En la legislatura anterior, la regidora socialista de Rascafría firmó un convenio de gestión del agua del municipio -que hasta entonces y desde siempre había estado municipalizada- con el Canal de Isabel II, la empresa de titularidad pública y gestión privada que tiene entre sus ambiciones estratégicas la gestión de todas las aguas de la comunidad y que en el reciente pasado ha sido nido  de enjuagues y corruptelas perpetrados por sus directivos políticos. La decisión de entregar la gestión del agua a una empresa externa al municipio despertó el rechazo del vecindario; se celebró un referéndum en que participó el 64% de la población y que se pronunció a favor de la remunicipalización del agua por el 72% de los votos emitidos. La consulta llevó al consistorio a rescindir unilateralmente el convenio firmado con Canal Gestión SA y la rescisión derivó en una reclamación de esta empresa que está en los tribunales y por la que exige al ayuntamiento una compensación de un millón cuatrocientos mil euros.

En los últimos comicios municipales, la candidatura emanada de la protesta vecinal a favor la gestión municipal del agua ganó las elecciones y la alcaldía (cuatro ediles de nueve), mientras la oposición se repartía entre Psoe (dos), otra candidatura vecinal de nombre pintoresco (Como Quieras Rascafría, dos) y PP (uno). Estos tres grupos se han unido ahora en una destartalada coalición de perdedores (para decirlo en un término muy usado por los prebostes de la política madrileña) para presentar, y ganar, una moción de censura que ha desbancado a la alcaldesa para sustituirla por un joven edil, quinto en la lista de la otra candidatura vecinal (tercera en las elecciones) y que ha pasado fuera de la localidad gran parte de la legislatura por razones privadas. De añadidura, los dos ediles socialistas que han apoyado la moción lo han hecho contra el mandato de la federación madrileña del partido. Los mocionantes alegan que la anterior alcaldesa desoía los mandatos del pleno, incumplía los compromisos electorales y no daba participación a los vecinos, pero el texto literal de la moción no ofrece ninguna prueba de estas alegaciones y las intervenciones de los ediles de la nueva mayoría en el pleno de la moción son una sarta de generalidades y tartamudeos frente a la impecable y razonada exposición de la alcaldesa saliente.

¿Qué hay detrás de este golpe de estado municipal aparentemente menor? No hace falta ser especialmente avispado para colegir que es un episodio de la pugna de david contra goliat por la gestión de un bien de primera necesidad como es el agua.
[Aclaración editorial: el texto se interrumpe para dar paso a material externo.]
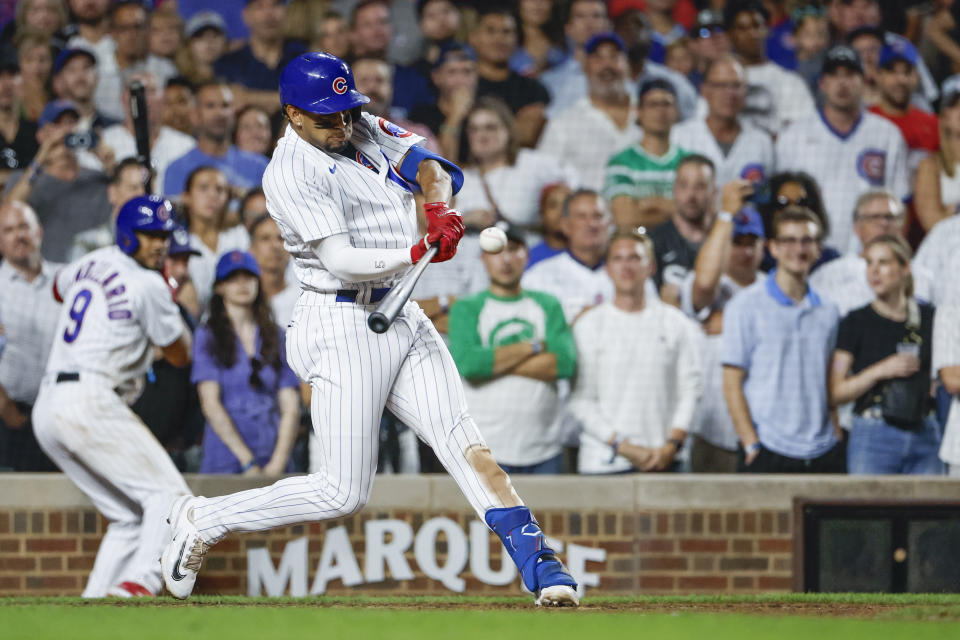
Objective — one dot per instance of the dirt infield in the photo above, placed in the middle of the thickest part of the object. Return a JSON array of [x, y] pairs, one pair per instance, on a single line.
[[858, 606]]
En numerosas localidades de la comunidad de Madrid ganaron las últimas elecciones municipales candidaturas locales que, sin duda, aspiraban a mantener su autonomía y su competencia frente a la voracidad de la capital, ocupada por una clase dirigente que había puesto en funcionamiento un sistema de expansión y de conquista de la administración de la provincia, que, so capa de racionalidad administrativa, ocultaba intereses privados que ahora emergen a la luz. No sería raro, pues, que lo ocurrido en Rascafría fuera una secuela de la cultura política implantada por doña Esperanza Aguirre y sus emprendedores adjuntos.